Ministers had proposed the cuts as part of Government efforts to speed up delivery of water, transport and electricity for housing, industry and infrastructure projects.
The new fee scale will apply to High Court cases taken under the Aarhus Convention, an international agreement which requires that access to justice in environmental matters should not be prohibitively expensive.
More than 1,400 submissions were made during a public consultation process regarding the fees and almost all of these opposed the proposed scale, which capped fees between €40,897 and €65,805, on grounds including these would harm environmental protection.
Following the consultation, changes introduced included a different fee breakdown for standard, complex and very complex cases, and a section to reflect a fee structure where the case is broken down into several modules.

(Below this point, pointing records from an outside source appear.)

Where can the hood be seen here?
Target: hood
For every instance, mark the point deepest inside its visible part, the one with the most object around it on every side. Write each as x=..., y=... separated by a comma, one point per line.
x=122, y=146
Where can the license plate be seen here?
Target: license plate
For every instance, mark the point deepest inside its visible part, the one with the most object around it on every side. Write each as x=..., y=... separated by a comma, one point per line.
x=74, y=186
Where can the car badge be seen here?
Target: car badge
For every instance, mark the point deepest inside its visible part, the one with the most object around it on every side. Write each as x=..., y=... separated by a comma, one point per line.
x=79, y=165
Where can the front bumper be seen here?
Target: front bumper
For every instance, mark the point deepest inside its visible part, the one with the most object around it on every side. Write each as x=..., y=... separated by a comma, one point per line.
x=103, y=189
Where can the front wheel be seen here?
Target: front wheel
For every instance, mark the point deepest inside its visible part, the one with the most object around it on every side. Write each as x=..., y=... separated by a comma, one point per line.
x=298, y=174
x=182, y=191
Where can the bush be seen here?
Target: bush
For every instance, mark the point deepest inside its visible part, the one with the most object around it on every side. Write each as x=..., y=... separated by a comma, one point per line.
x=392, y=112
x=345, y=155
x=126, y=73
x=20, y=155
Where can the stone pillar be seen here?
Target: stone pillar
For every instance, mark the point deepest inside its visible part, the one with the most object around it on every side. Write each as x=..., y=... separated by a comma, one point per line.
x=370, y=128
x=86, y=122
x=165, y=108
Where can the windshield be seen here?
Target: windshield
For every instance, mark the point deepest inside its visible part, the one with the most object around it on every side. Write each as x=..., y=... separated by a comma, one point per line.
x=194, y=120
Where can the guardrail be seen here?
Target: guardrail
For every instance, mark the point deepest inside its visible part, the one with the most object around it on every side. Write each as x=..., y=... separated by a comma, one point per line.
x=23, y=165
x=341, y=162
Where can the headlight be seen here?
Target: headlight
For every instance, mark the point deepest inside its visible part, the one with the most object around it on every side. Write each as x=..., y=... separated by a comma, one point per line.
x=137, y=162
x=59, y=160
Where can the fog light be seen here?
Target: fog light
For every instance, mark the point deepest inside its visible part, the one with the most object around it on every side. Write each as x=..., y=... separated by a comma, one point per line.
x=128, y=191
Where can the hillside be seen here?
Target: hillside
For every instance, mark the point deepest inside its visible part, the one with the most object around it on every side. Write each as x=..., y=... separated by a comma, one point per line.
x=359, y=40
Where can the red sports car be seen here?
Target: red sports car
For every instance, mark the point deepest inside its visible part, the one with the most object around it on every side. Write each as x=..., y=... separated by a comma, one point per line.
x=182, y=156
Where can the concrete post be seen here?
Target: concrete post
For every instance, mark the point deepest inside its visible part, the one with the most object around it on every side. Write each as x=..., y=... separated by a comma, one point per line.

In a letter to the Taoiseach last October, Minister for the Environment Darragh O’Brien said steps were taken to update the proposed scale of fees after the Attorney General identified significant legal risks across some proposals.
Legal sources said they expected challenges to be taken over the new measures.
On Tuesday, O’Brien and Minister for Public Expenditure Jack Chambers signed regulations to give effect to the new scale from May 18th.
The regulations were provided for in section 294 of the Planning and Development Act, passed by the Oireachtas in 2024.
Ireland’s “strong record in Europe for compliance with environmental law” will not change, O’Brien said.
“Introducing manageable and predictable legal costs ensures a streamlined system that balances environmental concerns with the greater public good,” he said.
“This makes the system more practical and can also support positive environmental outcomes. This includes the renewable energy development we so badly need to offset the volatility of imported fossil fuel costs.”
Chambers said implementation of the regulations was “a critical element” of the reforms agreed by Government in the Accelerating Infrastructure Report and Action Plan.
“Specifically, it creates a clear, predictable cost framework, replacing a system that is uncertain, inconsistent and costly. It does so while ensuring that successful applicants still recover their costs under a transparent scale of fees, preserving access to justice. This will support infrastructure delivery, including that infrastructure we need to improve environmental outcomes,” he said.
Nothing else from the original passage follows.